Но Франтишек, который не любил противоречить вышестоящим авторитетам и лгал лишь в случае крайней необходимости, на этот раз сказал правду: «Нет, пан профессор, я пойду на экономический».
Увы, все кончилось не философским и не экономическим, куда после выпускных поступал Франтишек, а театром; но тут необходимо сразу внести ясность — в театр его взяли не практикантом-актером, не помощником режиссера и даже не суфлером, ибо все эти должности требуют таланта или опыта, Франтишек же не имел ни того, ни другого, он стал монтировщиком декораций, или, как их называют в театре, монтом.
Случилось это вот как: весной 1968 года и до ушей Франтишекова папаши дошло наконец, что вокруг что-то происходит. В очереди за мясом пан Тихий, бывший владелец игорного зала «У желудя», шепнул ему, будто там, наверху, уже тянут из последнего и мелкие предприятия собираются вернуть частнику. Подобная возможность была на грани фантастики, но тем не менее папаша поверил. По зрелом размышлении он стал выделять из скромного семейного бюджета по сто крон в месяц на мультисервис, и в их двухкомнатной дейвицкой квартирке появился телевизор марки «Даяна». С его помощью папаша снова подключился к политической жизни (некогда он был членом Народной партии), не выходя, однако, за узкие рамки Муховой улицы и близлежащих питейных заведений. Теперь Махачек-старший, сидя за кружкой «Великопоповицкого козла» или «Пльзеньского Праздроя», произносил всякие-разные слова. Более того, однажды было замечено, что он, сидя за столом своей излюбленной пивной «В амбаре», грозит кулаком опущенным железным жалюзи на ее окнах и приговаривает: «Придется вам самим поднять эти решетки, не то заставим силой! И все дела!»
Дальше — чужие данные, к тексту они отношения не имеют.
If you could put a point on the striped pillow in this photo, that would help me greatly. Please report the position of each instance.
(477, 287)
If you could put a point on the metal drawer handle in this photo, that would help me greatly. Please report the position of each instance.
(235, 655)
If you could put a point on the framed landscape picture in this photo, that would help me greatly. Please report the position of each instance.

Эти слова определили судьбу Франтишека. Махачек-младший был обречен. В домкоме их порядком обветшавшего доходного дома нес службу некий пан Котятко, по совместительству юрисконсульт какого-то кооператива по использованию чердачных помещений под жилье. Сын бывшего владельца этого дома, он в том бурном шестьдесят восьмом исповедовал почти те же политические взгляды, что и Франтишеков папаша. Апрельские перемены, случившиеся без малого через год и вопреки всем прогнозам принесшие резкое изменение погоды, повергли пана Котятко в страшный шок и оглушили страхом. Подчиняясь инстинкту самосохранения, юрисконсульт Котятко настрочил письмо, хотя, естественно, его об этом никто не просил, и весьма оперативно отослал его в институт, куда поступал Франтишек. В письме в соответствии с истиной отмечалось, что Франтишек происходит из семьи классовых врагов, к чему он, д-р Котятко, от себя добавляет, что вышеуказанный абитуриент ни разу не продемонстрировал политической сознательности в той мере, чтобы рабочий класс мог ему доверять и дать в руки самое мощное оружие — образование.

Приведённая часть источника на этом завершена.